The distance and time relationship is a cornerstone in motion analysis, facilitating the comparison of two moving objects, like our runners. This relationship is fundamental—distance is a result of moving at a certain rate (speed or velocity) for a period of time.

For constant speed, the relationship is linear, as highlighted by \(x_2 = v_2 t\). However, for accelerated motion, like Runner 1’s, the relationship follows a quadratic pattern described by \(x_1 = \frac{1}{2} a_1 t^2\). In our scenario, by setting \(x_1 = x_2\), we equate the distances of both Runner 1 and Runner 2 at the same time, allowing us to solve for \(t\) when their paths align. The result provides the precise instance in time when both runners are at the same spot along the track.

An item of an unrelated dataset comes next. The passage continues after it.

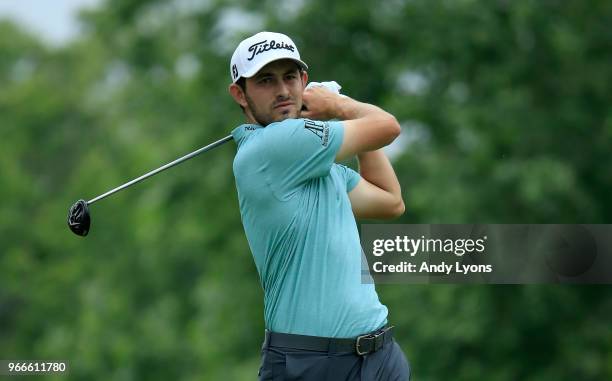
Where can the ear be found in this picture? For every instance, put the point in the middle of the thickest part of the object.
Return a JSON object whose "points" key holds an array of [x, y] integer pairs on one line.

Solving Quadratic Equations

Quadratic equations are fundamental in mathematics and in analyzing scenarios with constant acceleration. They appear in the form \(ax^2 + bx + c = 0\), where \(a\), \(b\), and \(c\) are constants. Solving these types of equations is crucial, as it was in the step-by-step solution for Runner 1. Here, \(t^2 = \frac{5.1t}{0.445}\), after simplifying, resembles a quadratic equation and is solved by isolating \(t\).

Solving quadratic equations can mean finding the values of \(x\) (or in this case, \(t\)) that make the equation true. There are various methods to solve them, including factoring, completing the square, using the quadratic formula, or graphically. The method chosen often depends on the form of the equation and convenience. In our runners' problem, solving the quadratic equation enabled us to find the time at which Runner 1 caught up to Runner 2.